What is accreditation?

Accreditation is the international tool used to generate confidence in the correct performance of a very specific type of activity called Conformity Assessment Activities, which include testing, calibration, inspection, certification and verification, among others. In general, any activity that assesses whether a product, service, system, installation, etc. conforms to certain requirements can be subject to accreditation. These requirements may be stipulated by law and, therefore, be of a mandatory nature or be specified in standards, specifications or other documents of a non-regulated nature.

What is the purpose of accreditation?

The value of conformity assessment activities depends largely on the credibility of the assessors performing them and the confidence that the market and the wider community places in them. To achieve this confidence and credibility, it is necessary to set up an independent, stringent and global mechanism that will assure the technical competence of these assessors and their compliance with international standards – and that is exactly what accreditation is.

The Accredited Entities...

They have staff with the appropriate expertise and experience.
They have the necessary and appropriate equipment and infrastructures for carrying out their activities.
They apply appropriate and valid assessment methods and procedures.
They employ techniques to assess the quality of results and ensure the traceability of the measurements and calibrations associated with their services.
They report sufficiently to their clients on the results of their activities, issuing clear and precise reports or certificates.

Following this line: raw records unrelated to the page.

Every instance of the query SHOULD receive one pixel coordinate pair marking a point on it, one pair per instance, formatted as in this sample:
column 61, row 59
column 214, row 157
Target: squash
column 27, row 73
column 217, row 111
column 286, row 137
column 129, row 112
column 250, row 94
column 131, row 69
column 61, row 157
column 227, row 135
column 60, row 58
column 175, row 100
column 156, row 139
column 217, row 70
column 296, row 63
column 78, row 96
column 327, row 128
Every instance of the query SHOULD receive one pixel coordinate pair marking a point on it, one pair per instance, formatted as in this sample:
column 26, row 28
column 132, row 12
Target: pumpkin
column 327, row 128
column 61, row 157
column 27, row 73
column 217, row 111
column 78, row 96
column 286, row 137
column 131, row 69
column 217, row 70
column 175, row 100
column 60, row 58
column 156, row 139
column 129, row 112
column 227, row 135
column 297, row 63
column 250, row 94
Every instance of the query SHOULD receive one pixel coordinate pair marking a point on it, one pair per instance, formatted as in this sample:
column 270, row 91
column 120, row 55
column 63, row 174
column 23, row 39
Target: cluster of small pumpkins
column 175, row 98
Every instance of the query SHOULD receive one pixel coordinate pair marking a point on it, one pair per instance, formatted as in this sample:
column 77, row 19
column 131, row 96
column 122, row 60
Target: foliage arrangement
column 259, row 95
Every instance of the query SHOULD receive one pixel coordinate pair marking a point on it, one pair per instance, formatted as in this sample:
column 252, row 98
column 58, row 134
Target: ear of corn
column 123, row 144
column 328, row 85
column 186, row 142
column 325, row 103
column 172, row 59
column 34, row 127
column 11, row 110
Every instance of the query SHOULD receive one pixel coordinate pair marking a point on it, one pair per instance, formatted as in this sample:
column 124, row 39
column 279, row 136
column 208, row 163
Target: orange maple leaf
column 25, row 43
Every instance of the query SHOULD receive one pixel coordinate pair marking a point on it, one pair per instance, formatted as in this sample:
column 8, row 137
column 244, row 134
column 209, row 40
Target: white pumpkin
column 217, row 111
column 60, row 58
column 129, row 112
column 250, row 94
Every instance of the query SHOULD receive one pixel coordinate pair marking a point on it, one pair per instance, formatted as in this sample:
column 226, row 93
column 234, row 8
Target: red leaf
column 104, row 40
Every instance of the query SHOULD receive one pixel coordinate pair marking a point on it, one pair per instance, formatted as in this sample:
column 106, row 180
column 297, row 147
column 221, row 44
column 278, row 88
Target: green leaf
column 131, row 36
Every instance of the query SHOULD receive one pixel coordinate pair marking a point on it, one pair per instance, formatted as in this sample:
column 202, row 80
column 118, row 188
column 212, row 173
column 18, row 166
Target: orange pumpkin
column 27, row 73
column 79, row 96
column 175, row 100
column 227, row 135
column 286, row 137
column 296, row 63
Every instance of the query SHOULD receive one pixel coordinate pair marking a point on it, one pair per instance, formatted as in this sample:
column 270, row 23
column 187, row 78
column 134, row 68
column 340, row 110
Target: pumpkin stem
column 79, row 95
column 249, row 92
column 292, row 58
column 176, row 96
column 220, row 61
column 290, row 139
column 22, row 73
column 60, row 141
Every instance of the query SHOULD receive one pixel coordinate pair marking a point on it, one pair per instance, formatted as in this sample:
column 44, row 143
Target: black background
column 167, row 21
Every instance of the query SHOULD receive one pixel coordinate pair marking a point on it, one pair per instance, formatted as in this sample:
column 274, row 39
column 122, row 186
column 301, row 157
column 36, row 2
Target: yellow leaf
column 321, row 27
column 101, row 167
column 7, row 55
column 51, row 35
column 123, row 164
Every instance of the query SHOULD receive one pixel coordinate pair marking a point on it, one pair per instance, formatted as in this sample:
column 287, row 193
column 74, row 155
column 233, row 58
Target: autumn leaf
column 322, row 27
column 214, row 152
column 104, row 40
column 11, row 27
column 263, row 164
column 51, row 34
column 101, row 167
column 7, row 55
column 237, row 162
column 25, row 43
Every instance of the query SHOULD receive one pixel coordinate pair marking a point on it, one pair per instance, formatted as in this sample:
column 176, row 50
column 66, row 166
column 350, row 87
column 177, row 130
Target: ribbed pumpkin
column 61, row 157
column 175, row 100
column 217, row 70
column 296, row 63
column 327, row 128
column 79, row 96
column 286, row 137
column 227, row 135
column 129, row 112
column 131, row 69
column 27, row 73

ACCREDITATION REQUIREMENTS

To determine the technical competence of conformity assessment bodies, ENAC uses as a benchmark the requirements of international standards, which form the basis for the signing of global recognition agreements.

Below are the standards used for each type of assessment (if in doubt about the applicable standard in your case, click here).

Testing Laboratories UNE-EN ISO/IEC 17025
Calibration Laboratories UNE-EN ISO/IEC 17025
Clinical Laboratories UNE-EN ISO 15189
Inspection Bodies UNE-EN ISO/IEC 17020
Bodies Certifying Products UNE-EN ISO/IEC 17065
Management System Certification Bodies UNE-EN ISO/IEC 17021
Personnel Certification Bodies UNE-EN ISO/IEC 17024
Environmental Verifiers Regulation EC 1221/2009
Greenhouse Gas Emission Verifiers EA-6/03, UNE-EN ISO 14065, Regulation EU 600/2012
Providers of Proficiency Testing Schemes UNE-EN ISO/IEC 17043
Reference Material Producers, ISO Guide 34

For entities that must comply with Good Laboratory Practices (GLP) -studies of plant protection products, industrial chemicals, etc. – the requirements are set out in Royal Decree 1369/2000.

UNE, EN and ISO

STANDARDS

UNE, EN and ISO standards are private-sector documents subject to the laws protecting intellectual property rights, and must therefore be purchased from their respective copyright holders. We therefore suggest that you apply to the Asociación Española de Normalización, AENOR, the Spanish standardisation association.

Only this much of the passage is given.